Benji me fis reprendre mes esprits. Il me dit :

-Hamid, tu penses à quoi ? Tu ne manges rien ! Vas-y sinon les autres ne vont rien te laisser.

Benji repartit auprès d’Amira qui lui souria.

J’enviais à ce moment là Benji. Il avait tout ce qu’il voulait. Il est beau, il a des maitres irréprochables et il a toutes les chattes de Casablanca à ses pattes. Et moi je me demandais ce que j’avais. La réalité : c’est que je n’avais rien. Pourtant on est tous des chats. On nait tous égaux. Mais foutaise ! Certains chats ont plus de chance que d’autres. Certains chats naissent persan et d’autres naissent dans la rue.

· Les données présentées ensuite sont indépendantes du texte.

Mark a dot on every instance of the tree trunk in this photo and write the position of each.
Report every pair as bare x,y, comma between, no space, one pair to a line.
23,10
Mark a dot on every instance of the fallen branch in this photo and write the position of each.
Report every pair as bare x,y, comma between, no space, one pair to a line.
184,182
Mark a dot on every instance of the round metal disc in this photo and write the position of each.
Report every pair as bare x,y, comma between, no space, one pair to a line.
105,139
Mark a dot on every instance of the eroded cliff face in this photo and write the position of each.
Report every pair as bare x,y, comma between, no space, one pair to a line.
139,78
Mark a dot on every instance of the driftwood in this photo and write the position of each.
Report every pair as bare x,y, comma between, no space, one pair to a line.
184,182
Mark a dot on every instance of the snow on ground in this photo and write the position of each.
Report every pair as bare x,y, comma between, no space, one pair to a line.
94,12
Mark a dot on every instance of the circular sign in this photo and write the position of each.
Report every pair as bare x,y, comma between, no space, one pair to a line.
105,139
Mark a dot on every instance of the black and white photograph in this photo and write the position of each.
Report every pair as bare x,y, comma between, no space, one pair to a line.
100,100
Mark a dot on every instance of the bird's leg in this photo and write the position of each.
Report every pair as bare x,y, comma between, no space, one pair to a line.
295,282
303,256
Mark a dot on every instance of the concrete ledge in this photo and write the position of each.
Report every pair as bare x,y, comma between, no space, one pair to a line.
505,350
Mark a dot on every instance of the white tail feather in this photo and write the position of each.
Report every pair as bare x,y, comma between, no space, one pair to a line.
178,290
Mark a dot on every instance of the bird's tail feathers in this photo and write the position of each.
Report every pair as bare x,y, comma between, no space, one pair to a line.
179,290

Elle est là la différence. On ne verra jamais un chat persan dans la rue. Je dirai que c’est illégal, même ! Un chat persan c’est un chat qui accompagne à vie les gens les plus riches et les plus influants de la société comme les banquiers, les grands chefs d’entreprise et les ministres.

Pendant que je regardais mes amis se goinfrer et faire des réserves pour les prochaines semaines, je n’arrivais toujours pas à manger ! Je pensais sans cesse à Benji, à son avenir doré et à mon pauvre avenir. Mais surtout je pensais à Amira. Je devais me faire à l’idée : je venais de tomber amoureux d’elle.